We are all annoyed when our payments are postponed or halted. Now consider what MSMEs would do if they found themselves in a predicament where their payments were delayed or halted. Bill discounting is one strategy that they can employ to address these issues.

In this guide, you will be provided detailed information on this discounting:

What is the term "billing discounting?"
Through the process of this discounting, a business can raise money for its urgent financial requirements by selling its accounts receivable, bills receivable, or trade receivable to a financial institution. In order to grant an advance against those debts, the financial institution can verify the legitimacy of the accounts receivable and the creditworthiness of the business.

Who are the Participants in Bill Discounting?
This discounting procedure involves three parties:

·       Drawer

A drawer is a seller or business that offers products or services to customers with the expectation of payment later. The bill of exchange is created by a drawer.

·       Drawee

A drawee is a buyer of products and services who will be responsible for future payments. A debtor of the drawer against whom the bill of exchange is drawn is hence referred to as a drawee.

·       Payee

A payee is an organisation that needs to receive the money. The bank or NBFC becomes the payee when the drawer discounts the bill with them.

Characteristics of Bill Discounting
The following characteristics of the discounting procedure set it apart:

·       Short-term Finance

With a maturity time varying from 30 to 120 days, bill discounting is a short-term financing method. As soon as the customer of the company that discounts a bill pays, the financier is paid back.

·       Discounting Charges

The financier often applies discounting charges to the bills that are lowered in order to make a profit or commission. It is the discrepancy between the discounted face value of the bill and the credit applied to it.
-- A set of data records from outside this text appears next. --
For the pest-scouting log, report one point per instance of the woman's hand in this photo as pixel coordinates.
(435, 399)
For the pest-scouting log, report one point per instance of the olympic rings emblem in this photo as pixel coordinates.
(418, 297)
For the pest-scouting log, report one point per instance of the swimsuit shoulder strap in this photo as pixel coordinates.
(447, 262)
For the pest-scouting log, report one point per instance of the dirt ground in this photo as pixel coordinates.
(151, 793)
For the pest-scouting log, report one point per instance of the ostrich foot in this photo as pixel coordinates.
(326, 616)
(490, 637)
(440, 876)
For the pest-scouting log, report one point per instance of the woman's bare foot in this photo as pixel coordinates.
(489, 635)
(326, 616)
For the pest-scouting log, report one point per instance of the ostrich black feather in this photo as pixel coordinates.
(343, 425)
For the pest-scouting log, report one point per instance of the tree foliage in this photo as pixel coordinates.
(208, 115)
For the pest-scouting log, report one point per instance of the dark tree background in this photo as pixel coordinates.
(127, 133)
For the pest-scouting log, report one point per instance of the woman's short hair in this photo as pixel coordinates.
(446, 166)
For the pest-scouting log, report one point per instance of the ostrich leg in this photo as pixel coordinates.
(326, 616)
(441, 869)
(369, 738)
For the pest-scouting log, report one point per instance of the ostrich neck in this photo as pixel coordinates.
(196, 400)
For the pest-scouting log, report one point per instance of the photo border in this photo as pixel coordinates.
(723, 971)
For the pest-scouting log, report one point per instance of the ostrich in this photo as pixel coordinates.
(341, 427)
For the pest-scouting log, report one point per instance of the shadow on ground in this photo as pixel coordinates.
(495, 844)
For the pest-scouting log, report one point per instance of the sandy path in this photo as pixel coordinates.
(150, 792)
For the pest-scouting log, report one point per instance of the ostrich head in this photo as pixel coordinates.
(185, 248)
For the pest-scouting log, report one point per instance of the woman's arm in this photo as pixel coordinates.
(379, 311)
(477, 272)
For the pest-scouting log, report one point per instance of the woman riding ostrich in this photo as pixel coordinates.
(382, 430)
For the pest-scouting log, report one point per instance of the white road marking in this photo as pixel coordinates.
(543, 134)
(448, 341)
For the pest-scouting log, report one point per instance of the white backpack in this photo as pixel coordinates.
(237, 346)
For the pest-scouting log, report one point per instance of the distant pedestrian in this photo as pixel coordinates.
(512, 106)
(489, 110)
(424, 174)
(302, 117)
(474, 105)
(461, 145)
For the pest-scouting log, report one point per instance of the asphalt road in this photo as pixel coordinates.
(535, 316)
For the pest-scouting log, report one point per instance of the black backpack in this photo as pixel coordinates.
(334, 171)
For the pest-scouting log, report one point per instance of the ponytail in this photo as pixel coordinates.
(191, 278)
·       Credit Rating Is Important

In general, financial institutions do not discount the invoices of non-credit-rated firms. Better discounting conditions and quicker sanctions are therefore dependent on an organisation's credit rating.

·       Escrow Account for Payment

Typically, an escrow account is set up for both the repayment and the credit disbursement. This is carried out following the financer's assessment of the bills' authenticity and the acquisition of a NOC from the company's client, or bill drawee.
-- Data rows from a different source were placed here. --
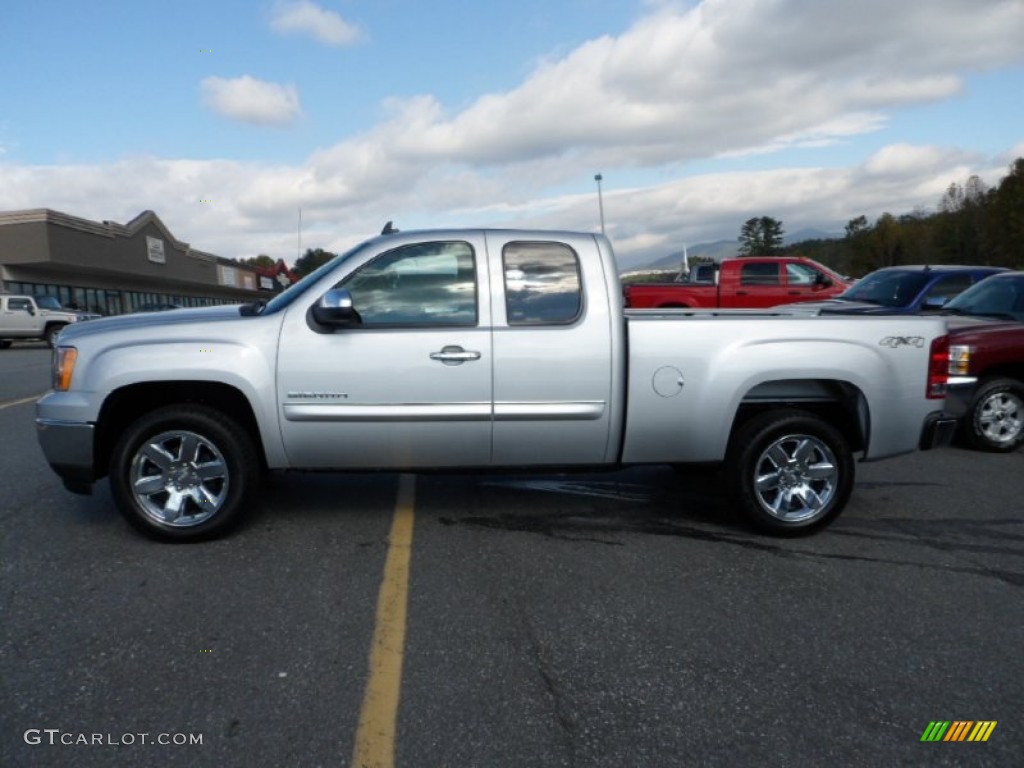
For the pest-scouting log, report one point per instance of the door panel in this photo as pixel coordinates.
(553, 356)
(409, 387)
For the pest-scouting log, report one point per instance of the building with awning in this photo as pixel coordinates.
(112, 268)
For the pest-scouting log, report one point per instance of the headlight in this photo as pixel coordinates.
(64, 368)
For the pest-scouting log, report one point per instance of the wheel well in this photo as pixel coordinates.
(126, 404)
(839, 402)
(1006, 370)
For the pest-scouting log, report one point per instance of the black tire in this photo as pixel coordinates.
(184, 473)
(51, 335)
(995, 419)
(806, 467)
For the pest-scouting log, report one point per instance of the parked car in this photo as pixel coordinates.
(902, 290)
(482, 349)
(25, 317)
(748, 282)
(986, 336)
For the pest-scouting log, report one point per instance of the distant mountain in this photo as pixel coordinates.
(721, 249)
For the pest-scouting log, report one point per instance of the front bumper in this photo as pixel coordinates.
(69, 449)
(938, 430)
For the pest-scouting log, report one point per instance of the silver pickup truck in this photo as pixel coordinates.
(482, 349)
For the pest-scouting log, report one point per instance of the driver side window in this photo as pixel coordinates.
(421, 285)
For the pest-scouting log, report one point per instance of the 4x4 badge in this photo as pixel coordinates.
(902, 341)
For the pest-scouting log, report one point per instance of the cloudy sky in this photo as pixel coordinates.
(228, 117)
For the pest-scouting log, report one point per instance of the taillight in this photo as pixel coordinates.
(64, 368)
(960, 359)
(938, 368)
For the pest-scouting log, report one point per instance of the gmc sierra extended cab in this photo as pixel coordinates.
(749, 282)
(481, 349)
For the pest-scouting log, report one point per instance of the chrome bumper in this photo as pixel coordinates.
(69, 449)
(960, 392)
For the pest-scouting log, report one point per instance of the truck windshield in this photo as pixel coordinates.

The Bill Discounting System works like this:

·       First, a business and its client engage in a transaction. Sometimes the customer may only pay a portion of the total amount due or when the order is delivered. In this situation, the business would draft a bill of exchange for the client to pay later.

·       The business can decide to discount this bill with a bank or NBFC if it needs money. To reduce the charge in that scenario, it would ask the customer for a NOC (No-Objection Certificate).
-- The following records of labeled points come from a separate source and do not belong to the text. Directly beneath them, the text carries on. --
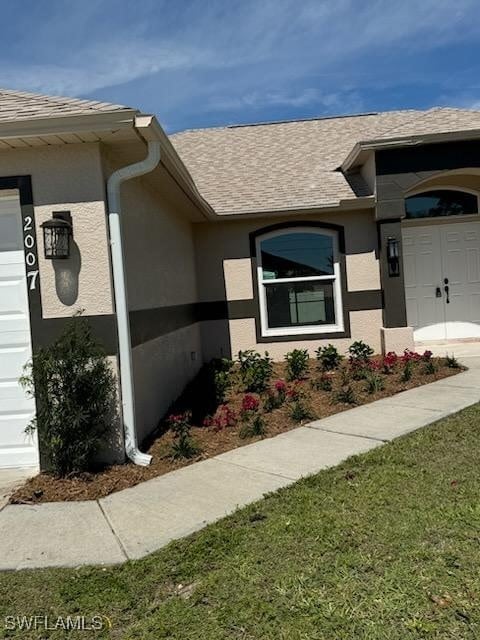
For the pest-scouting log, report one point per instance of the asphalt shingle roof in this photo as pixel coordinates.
(20, 105)
(289, 165)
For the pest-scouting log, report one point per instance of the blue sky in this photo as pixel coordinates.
(197, 63)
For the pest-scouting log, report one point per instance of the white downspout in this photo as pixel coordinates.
(121, 302)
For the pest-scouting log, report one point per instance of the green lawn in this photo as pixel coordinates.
(385, 546)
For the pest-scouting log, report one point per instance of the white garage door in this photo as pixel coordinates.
(16, 410)
(442, 280)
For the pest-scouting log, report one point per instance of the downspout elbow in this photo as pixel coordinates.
(120, 291)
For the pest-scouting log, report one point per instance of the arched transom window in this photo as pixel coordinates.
(441, 202)
(299, 281)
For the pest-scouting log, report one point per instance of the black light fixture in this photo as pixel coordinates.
(393, 257)
(56, 235)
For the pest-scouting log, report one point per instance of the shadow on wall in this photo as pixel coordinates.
(67, 274)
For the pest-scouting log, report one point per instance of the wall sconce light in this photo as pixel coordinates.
(393, 257)
(56, 235)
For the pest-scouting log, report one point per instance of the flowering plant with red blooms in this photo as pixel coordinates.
(390, 360)
(224, 417)
(295, 391)
(410, 356)
(250, 403)
(178, 421)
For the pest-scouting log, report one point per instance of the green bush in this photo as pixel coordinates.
(183, 445)
(328, 357)
(451, 362)
(323, 383)
(299, 411)
(345, 395)
(407, 372)
(360, 351)
(374, 382)
(297, 364)
(430, 367)
(75, 392)
(255, 370)
(222, 378)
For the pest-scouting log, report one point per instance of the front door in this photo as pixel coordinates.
(442, 280)
(16, 409)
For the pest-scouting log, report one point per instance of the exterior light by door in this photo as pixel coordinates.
(56, 235)
(393, 259)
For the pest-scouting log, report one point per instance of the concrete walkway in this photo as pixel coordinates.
(135, 522)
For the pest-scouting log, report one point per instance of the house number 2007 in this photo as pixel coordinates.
(30, 254)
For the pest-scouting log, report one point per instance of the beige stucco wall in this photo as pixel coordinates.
(159, 250)
(162, 368)
(69, 178)
(365, 325)
(223, 254)
(160, 270)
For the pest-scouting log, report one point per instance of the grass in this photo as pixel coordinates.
(386, 546)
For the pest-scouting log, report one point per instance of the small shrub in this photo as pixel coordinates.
(389, 362)
(345, 376)
(346, 395)
(297, 364)
(256, 427)
(255, 370)
(323, 383)
(374, 382)
(407, 372)
(295, 391)
(451, 362)
(328, 357)
(410, 356)
(183, 445)
(430, 368)
(224, 417)
(360, 351)
(299, 411)
(274, 400)
(250, 406)
(76, 393)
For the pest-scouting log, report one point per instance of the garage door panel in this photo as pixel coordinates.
(16, 408)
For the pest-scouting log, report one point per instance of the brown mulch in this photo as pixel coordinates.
(91, 486)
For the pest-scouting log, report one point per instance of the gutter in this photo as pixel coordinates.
(147, 128)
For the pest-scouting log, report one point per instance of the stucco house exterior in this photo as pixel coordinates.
(268, 236)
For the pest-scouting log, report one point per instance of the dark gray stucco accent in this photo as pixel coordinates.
(443, 156)
(394, 306)
(150, 324)
(398, 171)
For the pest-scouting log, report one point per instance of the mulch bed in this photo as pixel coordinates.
(91, 486)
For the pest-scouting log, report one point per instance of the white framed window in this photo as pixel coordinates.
(299, 281)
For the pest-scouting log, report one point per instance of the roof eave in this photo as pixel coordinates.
(68, 124)
(350, 204)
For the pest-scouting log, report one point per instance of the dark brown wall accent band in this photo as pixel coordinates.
(150, 324)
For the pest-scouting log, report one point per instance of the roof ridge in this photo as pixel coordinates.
(294, 120)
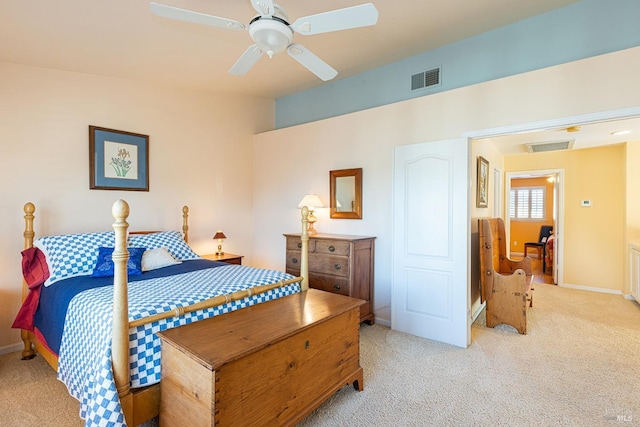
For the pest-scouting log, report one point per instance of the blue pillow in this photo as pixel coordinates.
(104, 264)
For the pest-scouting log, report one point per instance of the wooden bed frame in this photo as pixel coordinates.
(140, 405)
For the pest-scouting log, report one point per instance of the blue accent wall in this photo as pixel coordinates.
(581, 30)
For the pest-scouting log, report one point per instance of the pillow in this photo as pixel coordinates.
(70, 255)
(172, 240)
(157, 258)
(104, 264)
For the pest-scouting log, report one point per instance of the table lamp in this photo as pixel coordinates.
(312, 202)
(220, 236)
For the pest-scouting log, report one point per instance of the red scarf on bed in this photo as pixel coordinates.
(35, 272)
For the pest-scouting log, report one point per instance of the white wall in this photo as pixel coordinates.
(290, 162)
(200, 155)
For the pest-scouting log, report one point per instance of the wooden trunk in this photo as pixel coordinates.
(269, 364)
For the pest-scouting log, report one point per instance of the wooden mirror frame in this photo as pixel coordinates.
(356, 213)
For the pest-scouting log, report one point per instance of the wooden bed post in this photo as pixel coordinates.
(120, 332)
(29, 209)
(304, 253)
(185, 223)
·       After that, the bank or NBFC would verify the bill's legitimacy and look up the company's credit score. Lenders often do not discount the invoices of unrated businesses.

·       The financial institution would form an escrow account and provide an advance of up to 90% of the bill's face value if it determined that the business was creditworthy. The financial institution's commission, also known as the discounting charges, is the difference between the bill's face value and the advance that was granted.

·       The corporation, which is the bill drawer, reimburses the financial institution (FI) for the full amount after receiving payment from its client. If the client doesn't pay, the drawer is still responsible for repaying the financial institution; if they don't, the FI will charge interest for the late payment.

So, here is the essential information you need to know about bill discounting.

There is a known platform called M1xchange that looks after this process of discounting.

On April 7, 2017, Mynd Solutions Pvt. Ltd. launched the TReDS platform "M1xchange" in accordance with the Payment and Settlement System (PSS) Act 2007 following RBI permission. It accomplishes this in order to enable MSMEs to get discounted bills of exchange and invoices across the whole country of India.

By turning their trade receivables into liquid cash on a non-recourse basis, it assists MSMEs in securing finances. The exchange has encouraged international, private, and nationalised banks to finance these receivables at the most competitive rates through a unique bidding procedure.

Through an open bid procedure including several lenders, it seeks to offer MSMEs cash flow financing tied to supply chains at reasonable rates.

Conclusion

Any firm can become frustrated by late payments. However, what happens if MSMEs go through it? Bill discounting can be a successful tactic for them. You have got comprehensive information on this discounting in this guide.

By converting trade receivables into liquid cash on a non-recourse basis, M1xchange is the TReDS platform to assist MSMEs in securing finances.